E.G is a 38Y/o W, F G5, P5 0 0 6, who presents to the clinic to “discuss contraceptive options”. E.G is in a new relationship with her boyfriend and although he has never fathered a child, E.G states that she is not interested in having more children. Important considerations to discuss with E.G and her boyfriend are if the agree to birth control and if so, to what method; ie; barrier methods, short acting hormonal, long-acting hormonal, sterilization. Birth control methods are designed to prevent conception or interrupt or nullify implantation and growth. Conception can be prevented by hormonally disrupting the menstrual cycle (Oral contraceptive (OC) pills), by physically blocking the passageway (barrier methods or sterilization), or less successfully, by abstinence during fertile periods or withdrawal method. Implantation is impaired via the use of a foreign body (intrauterine device {IUD}) or surgical removal (Salpingectomy or Vasectomy) (Bansode et al, 2022).
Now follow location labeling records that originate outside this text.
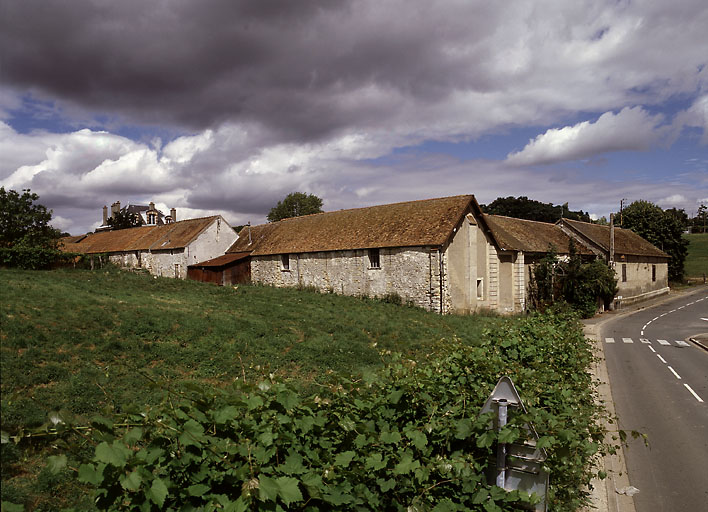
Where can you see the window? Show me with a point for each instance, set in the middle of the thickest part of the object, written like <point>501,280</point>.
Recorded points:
<point>374,258</point>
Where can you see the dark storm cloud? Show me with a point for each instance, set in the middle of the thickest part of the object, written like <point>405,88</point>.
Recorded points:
<point>295,67</point>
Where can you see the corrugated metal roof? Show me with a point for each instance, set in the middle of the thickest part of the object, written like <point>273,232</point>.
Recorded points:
<point>168,236</point>
<point>626,241</point>
<point>427,222</point>
<point>529,235</point>
<point>220,261</point>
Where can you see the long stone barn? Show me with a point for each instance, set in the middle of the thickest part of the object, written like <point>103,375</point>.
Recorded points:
<point>442,254</point>
<point>163,250</point>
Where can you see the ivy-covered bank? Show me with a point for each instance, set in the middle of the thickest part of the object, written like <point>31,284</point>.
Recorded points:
<point>408,437</point>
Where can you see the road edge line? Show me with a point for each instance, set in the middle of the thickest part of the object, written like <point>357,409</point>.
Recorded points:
<point>604,495</point>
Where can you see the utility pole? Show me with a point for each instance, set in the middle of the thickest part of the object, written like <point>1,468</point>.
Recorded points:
<point>622,201</point>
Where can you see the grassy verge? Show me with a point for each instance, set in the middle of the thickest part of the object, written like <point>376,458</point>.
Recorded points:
<point>697,257</point>
<point>89,342</point>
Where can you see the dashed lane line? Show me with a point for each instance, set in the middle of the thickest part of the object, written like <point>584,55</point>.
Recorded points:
<point>695,395</point>
<point>674,372</point>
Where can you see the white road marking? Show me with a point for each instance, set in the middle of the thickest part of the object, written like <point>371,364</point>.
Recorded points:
<point>693,393</point>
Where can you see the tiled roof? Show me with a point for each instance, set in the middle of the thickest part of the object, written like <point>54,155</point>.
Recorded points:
<point>220,261</point>
<point>529,235</point>
<point>168,236</point>
<point>626,241</point>
<point>415,223</point>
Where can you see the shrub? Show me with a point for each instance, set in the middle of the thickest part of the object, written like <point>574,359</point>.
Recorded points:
<point>408,436</point>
In addition, E.G. does not have any recent medical work up on file, so we will begin by obtaining pertinent medical history and information such as LMP? Menstruation history? Prior methods of contraception? Obtain a urine HCG, pelvic examination including pap smear, and STI screening for baseline studies. In addition, upon clinical breast examination, E.G has fibrocystic changes bilaterally and will need further information regarding any symptoms she may be experiencing and continued monitoring and assessments. E.G has 1st degree cystocele and further information is needed to assess for symptoms and possible need for imaging versus monitoring.